Most models (bag ensemble, svm, gam, logitboost ensemble), perform best with the noiseless unit vector data and then slightly worse with the noisy or non unit vector data. The GPR model, on the other hand, performs the best of all the models on the noiselss non-normalized data but then completely fails with the unit vector data (it predicts everything as the same value) and mostly fails with the noisy data (it predicts almsot all test values as the same number with a few exceptions that it predicts perfectly).

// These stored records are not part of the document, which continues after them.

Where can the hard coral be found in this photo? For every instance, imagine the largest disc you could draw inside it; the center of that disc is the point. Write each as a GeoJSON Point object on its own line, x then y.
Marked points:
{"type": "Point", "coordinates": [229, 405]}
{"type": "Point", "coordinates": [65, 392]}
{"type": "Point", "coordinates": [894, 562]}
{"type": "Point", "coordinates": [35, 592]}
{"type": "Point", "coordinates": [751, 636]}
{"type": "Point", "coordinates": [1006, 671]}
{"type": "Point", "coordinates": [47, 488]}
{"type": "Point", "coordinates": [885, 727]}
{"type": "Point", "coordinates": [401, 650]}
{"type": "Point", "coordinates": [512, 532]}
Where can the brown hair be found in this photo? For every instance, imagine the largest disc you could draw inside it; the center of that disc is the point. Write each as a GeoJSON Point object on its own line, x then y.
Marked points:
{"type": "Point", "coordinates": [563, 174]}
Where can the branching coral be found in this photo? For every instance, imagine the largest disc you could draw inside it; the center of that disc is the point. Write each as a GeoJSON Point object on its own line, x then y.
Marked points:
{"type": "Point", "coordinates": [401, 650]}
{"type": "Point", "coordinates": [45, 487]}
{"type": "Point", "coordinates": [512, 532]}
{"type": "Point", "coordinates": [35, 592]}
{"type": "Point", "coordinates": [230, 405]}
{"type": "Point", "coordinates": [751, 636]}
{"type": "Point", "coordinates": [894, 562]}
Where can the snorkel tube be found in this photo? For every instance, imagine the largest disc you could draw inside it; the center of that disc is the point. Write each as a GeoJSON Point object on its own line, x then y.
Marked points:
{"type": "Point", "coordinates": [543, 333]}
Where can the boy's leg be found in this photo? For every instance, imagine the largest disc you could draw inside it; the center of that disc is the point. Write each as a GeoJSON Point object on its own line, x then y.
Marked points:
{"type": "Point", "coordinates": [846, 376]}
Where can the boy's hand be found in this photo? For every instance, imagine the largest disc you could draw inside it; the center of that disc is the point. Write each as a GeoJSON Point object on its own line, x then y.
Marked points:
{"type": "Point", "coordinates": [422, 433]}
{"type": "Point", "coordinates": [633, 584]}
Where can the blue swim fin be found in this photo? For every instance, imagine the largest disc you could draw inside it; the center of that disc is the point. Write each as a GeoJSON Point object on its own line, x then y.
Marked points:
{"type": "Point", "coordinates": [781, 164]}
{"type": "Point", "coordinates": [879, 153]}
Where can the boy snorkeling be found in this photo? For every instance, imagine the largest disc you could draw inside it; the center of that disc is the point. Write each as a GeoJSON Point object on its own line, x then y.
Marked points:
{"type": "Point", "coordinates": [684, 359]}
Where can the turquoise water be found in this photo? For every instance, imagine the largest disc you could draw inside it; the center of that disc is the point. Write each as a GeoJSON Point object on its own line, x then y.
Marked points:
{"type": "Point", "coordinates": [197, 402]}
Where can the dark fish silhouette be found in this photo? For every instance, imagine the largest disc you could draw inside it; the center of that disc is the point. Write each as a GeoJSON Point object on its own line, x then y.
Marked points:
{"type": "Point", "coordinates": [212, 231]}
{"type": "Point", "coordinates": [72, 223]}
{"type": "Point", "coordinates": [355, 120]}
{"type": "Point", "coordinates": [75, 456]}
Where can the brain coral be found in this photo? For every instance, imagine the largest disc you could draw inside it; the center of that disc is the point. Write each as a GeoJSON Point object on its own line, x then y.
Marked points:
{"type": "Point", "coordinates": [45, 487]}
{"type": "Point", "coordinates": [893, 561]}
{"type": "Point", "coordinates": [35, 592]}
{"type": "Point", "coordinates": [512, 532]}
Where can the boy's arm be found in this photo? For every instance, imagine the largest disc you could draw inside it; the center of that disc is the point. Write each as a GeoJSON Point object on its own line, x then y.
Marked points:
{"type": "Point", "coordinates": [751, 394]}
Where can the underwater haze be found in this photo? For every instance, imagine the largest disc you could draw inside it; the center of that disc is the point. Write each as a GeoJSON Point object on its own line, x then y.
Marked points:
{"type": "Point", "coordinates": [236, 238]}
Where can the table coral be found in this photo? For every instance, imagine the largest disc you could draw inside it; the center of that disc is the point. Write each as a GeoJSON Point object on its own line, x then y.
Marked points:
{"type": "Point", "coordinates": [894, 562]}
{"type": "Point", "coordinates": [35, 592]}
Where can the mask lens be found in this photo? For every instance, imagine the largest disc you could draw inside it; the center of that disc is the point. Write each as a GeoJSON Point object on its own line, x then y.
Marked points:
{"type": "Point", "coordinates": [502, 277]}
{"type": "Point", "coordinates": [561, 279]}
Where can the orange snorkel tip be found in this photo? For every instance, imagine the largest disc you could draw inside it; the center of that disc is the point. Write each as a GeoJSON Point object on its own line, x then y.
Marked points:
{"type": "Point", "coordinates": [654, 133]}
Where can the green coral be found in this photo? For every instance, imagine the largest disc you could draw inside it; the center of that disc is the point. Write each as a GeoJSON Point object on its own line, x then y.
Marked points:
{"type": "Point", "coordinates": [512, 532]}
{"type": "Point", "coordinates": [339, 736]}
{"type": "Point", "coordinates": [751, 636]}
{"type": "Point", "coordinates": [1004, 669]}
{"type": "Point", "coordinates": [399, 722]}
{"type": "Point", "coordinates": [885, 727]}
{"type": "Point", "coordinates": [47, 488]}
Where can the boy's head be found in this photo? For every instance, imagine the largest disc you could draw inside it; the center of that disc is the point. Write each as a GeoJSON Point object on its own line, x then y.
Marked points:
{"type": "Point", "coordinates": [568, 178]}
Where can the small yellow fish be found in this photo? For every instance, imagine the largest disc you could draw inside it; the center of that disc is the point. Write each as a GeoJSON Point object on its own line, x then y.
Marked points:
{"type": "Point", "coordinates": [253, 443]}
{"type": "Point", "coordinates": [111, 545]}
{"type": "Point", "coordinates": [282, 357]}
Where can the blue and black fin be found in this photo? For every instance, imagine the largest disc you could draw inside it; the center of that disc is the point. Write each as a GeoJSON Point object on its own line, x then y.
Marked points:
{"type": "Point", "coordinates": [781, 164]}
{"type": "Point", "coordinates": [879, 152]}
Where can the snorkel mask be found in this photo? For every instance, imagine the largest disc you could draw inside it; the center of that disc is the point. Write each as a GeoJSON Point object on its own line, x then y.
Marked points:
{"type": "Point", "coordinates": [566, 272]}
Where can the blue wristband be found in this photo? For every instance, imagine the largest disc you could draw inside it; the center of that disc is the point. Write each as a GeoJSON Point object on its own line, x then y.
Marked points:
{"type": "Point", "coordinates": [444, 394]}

Here is example code for the normalized data (all data sets are processed the same way the data is just different):
%% Normal Data
clc; clearvars;
load threeEmbedData.mat
% turns the data and labels into 2d matrices
ylabels = reshape(yLabels,size(yLabels,1)*size(yLabels,2),3);
x = xGen(svData);
x(isnan(x)) = 0;
% splits data into test and validation sets
index = randperm(length(ylabels));
percent = .8;
final = round(percent*length(ylabels));
predictors = 1000;
train = x(1:predictors,index(1:final));
test = x(1:predictors,index(final+1:end));
Ytrain = ylabels(index(1:final),2);
Ytest = ylabels(index(1+final:end),2);
train = train';
test = test';
% creating the model
mdls{1} = fitrgp(train,Ytrain);
% sorting predicted test values and comparing them to actual test values
Y = predict(mdls{1},test);
[~,I] = sort(Ytest);
figure
scatter(1:size(Ytest,1),[Ytest(I) Y(I)])
% function for reshaping sensitivity vector fields and returning the
% reshaped values for embeded data
function [X] = xGen(svVec)
dim = [size(svVec)];
X1 = zeros(dim(1)*dim(2),dim(3));
X = zeros(dim(1)*dim(2),dim(3)*dim(4));
for l = 1:dim(4)
for k = 1:dim(3)
X1(:,k) = reshape(svVec(:,:,k,l)',[dim(1)*dim(2) 1]);
end
X(:,dim(3)*l-dim(3)+1:dim(3)*l) = X1;
end
end
This data generation works great but the data with nosie and the normnalzied data do not work at all. I have attached the results of all three below. My data files are all around 60 Mb so I cannot attach them but if anyone knows a workaroudn I would love to attach them for easier troubleshooting.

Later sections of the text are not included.